Anyone who knows anything about how kelp grows knows that kelp is in no way shape or form in danger or in any need of saving. It grows faster than weeds and on any rock. I don’t mind better fish management but fish and kelp have nothing much to do with each other. Yet for our elected officials to vote against this is great but then to allow advertising for it on all the county buses is a joke.

— Chelsea Wagner, Santa Cruz

A better method of voting – grading candidates

If your candidate was not elected, you understand the disappointment that about half of all U.S. voters feel after each election. This half feels that they are not represented in their city council, county board of supervisors, state legislature, or US House of Representatives.
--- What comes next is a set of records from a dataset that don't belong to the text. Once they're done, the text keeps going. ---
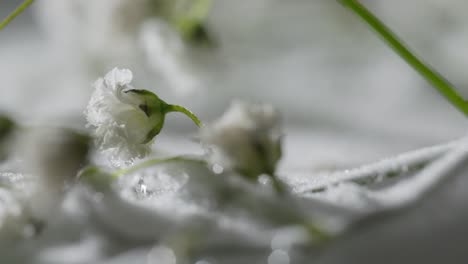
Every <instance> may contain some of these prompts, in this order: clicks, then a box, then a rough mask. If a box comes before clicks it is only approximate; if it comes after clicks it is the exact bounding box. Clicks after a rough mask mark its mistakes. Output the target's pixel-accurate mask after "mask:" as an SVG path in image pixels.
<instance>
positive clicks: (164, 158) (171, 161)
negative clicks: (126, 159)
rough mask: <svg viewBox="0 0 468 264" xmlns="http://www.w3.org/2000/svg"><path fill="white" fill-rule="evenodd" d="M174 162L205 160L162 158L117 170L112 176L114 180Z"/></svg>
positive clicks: (185, 156)
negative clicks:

These disappointments are needless because better ways of voting guarantee that many more voters are represented. In fact, there is a new method that guarantees that every voter is most likely to see one of the elected members as representing their hopes and concerns. We call this system EPR: https://www.jpolrisk.com/legislatures-elected-by-evaluative-proportional-representation-epr-an-algorithm-v3/.

Each EPR ballot invites the voter to grade the suitability for office of at least one of the candidates as either Excellent, Very Good, Good, or Acceptable. Votes can grade as many of the candidates as they want, and give the same grade to more than one candidate.

All these grades are counted to assure each voter that their one vote adds to the total received by the elected candidate who received their highest available grade.

— Stephen Bosworth, Santa Cruz

Cartoon demonized Trump and MAGA followers

I opened up to Thursday March 21st’s Sentinel Cartoonist’s take, “Sowing Seeds.” Evidently we are supposed to demonize Trump and the MAGA folks for exposing the weaponization of our judicial system and the mishandling of most everything by the current residents in our White House. It appears the current meaning of the word “truth” is labeled “ disinformation.” Curious.

— Chet Burum, Santa Cruz

Not too late to ‘Make California Great Again’

A letter writer to the Sentinel stated, “The five corrupt conservative Supreme Court Justices proved themselves to be pathetic, intellectually dishonest oath breakers.” Really? In true hypocritical liberal fashion he omits the four left wing justices that voted with the five conservatives. Maybe he missed the part of the article that indicated it was “unanimous”!

Wake up liberals. Focus your attention on Fox News a little more and give up watching left wing media outlets. Maybe it’s not too late to Make California Great Again.